1) [„Night Passage“]http://buchwurm.info/book/anzeigen.php?id__book=6811
2) [„Trouble in Paradise“]http://buchwurm.info/book/anzeigen.php?id__book=6816
3) [„Death in Paradise“]http://buchwurm.info/book/anzeigen.php?id__book=6815
4) [„Stone Cold“]http://buchwurm.info/book/anzeigen.php?id__book=6810
5) [„Sea Change“]http://buchwurm.info/book/anzeigen.php?id__book=6812
6) [„High Profile“]http://buchwurm.info/book/anzeigen.php?id__book=6813
7) [„Stranger in Paradise“]http://buchwurm.info/book/anzeigen.php?id__book=6814
8) „Night and Day“
9) „Split Image“

Die „Sunny Randall“-Reihe:

1) „Family Honor“
2) „Perish Twice“
3) „Shrink Rap“
4) „Melancholy Baby“
5) „Blue Screen“
6) „Spare Change“

Unter anderem in der „Spenser„-Reihe, die derzeit 50 Romane umfasst, erschienen:

„Widow’s Walk“, „Potshot“, „Hugger Mugger“, „Potshot“, „Small Vices“, „Bad Business“, „Back Story“ …

Und viele Weitere.

Außerdem schrieb Parker ein Sequel zu Raymond Chandlers verfilmtem Klassiker „The Big Sleep“ (mit Bogart und Bacall) „und mit „Poodle Springs“ einen unvollendeten „Chandler“-Krimi zu Ende. „Gunman’s Rhapsody“ ist seine Nacherzählung der Schießerei am O.K. Corral mit Wyatt Earp und Doc Holliday, ein klassischer Western.

Handlung

Mittlerweile sind zehn Jahre in Paradise vergangen, seitdem die Stadt überfallen wurde (in „Trouble-“ oder „Death in Paradise“). Damals nahm eine Bande von Räubern brave Bürger als Geisel und erpresste 20 Mio. Dollar Lösegeld. Chief Jesse Stone konnte das Geiseldrama beenden, doch ein Mann entkam mit der Beute: Wilson Cromartie, der Apache. Ohne einen Tropfen Blut zu vergießen.

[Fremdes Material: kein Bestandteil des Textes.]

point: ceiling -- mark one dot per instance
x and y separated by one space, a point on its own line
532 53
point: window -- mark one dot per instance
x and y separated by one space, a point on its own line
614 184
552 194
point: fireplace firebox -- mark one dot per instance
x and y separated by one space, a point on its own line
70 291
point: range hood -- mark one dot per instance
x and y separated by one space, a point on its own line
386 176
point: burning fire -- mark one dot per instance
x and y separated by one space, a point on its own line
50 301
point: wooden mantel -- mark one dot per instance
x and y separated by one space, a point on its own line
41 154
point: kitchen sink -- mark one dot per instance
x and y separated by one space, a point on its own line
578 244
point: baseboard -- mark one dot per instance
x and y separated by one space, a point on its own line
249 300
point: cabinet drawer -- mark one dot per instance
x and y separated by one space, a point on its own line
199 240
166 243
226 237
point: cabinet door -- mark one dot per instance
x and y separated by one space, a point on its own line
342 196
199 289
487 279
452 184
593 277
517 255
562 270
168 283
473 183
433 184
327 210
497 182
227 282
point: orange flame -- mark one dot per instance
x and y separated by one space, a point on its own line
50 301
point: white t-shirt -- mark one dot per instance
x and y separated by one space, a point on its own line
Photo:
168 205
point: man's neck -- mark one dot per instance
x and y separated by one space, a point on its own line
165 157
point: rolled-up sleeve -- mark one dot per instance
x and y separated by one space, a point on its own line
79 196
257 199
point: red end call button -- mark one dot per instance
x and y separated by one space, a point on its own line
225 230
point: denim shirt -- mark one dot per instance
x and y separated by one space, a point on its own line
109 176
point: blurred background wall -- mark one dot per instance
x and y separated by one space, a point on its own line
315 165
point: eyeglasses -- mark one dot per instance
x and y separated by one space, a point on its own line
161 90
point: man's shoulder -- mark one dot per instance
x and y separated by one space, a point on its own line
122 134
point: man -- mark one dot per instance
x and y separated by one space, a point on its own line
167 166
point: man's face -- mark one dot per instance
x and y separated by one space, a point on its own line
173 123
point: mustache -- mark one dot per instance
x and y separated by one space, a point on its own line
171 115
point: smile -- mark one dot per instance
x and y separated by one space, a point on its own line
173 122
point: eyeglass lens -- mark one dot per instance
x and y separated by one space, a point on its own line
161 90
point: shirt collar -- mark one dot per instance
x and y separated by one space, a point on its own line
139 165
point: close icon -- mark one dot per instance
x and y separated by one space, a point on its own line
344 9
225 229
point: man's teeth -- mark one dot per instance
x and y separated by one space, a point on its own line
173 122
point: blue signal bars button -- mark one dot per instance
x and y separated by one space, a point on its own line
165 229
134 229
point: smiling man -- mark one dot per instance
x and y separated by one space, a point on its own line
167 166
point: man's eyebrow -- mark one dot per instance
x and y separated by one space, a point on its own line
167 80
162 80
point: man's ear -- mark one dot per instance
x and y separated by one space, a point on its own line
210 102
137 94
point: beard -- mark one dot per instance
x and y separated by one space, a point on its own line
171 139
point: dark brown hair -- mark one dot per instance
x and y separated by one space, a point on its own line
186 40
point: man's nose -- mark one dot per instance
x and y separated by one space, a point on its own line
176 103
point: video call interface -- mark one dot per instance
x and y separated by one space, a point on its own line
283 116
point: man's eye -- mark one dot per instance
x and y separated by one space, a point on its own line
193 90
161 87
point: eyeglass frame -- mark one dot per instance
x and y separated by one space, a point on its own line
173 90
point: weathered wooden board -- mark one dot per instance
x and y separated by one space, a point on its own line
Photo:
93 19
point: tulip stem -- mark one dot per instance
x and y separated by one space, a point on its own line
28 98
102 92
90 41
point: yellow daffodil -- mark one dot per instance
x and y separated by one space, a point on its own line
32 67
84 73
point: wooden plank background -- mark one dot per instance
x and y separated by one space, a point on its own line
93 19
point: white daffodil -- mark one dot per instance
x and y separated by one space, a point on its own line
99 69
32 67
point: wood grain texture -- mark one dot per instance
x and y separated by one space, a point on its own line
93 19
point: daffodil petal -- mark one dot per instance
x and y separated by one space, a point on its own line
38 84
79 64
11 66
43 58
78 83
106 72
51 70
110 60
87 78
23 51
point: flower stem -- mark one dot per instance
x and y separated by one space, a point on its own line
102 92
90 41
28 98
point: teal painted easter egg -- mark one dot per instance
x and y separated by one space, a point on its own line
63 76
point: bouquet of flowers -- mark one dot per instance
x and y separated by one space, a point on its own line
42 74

„Crow“, wie er sich nennen lässt, taucht heute wieder in Paradise auf, genauer gesagt: in Stones Polizeistation. Er bittet den Polizeichef, ihm freie Hand bei seinem Auftrag zu lassen, den er in der Stadt ausführen möchte. Natürlich sagt er nichts darüber, worum es sich handelt. Stone kann ihn nicht auf der Stelle verhaften lassen, denn die Raubtat ist inzwischen gewissermaßen verjährt. Aber Stone verspricht, ihn sofort festzunehmen, sollte sich herausstellen, dass Crow an einer Gewalttat beteiligt gewesen. Dann gilt die Verjährungsfrist nämlich nicht.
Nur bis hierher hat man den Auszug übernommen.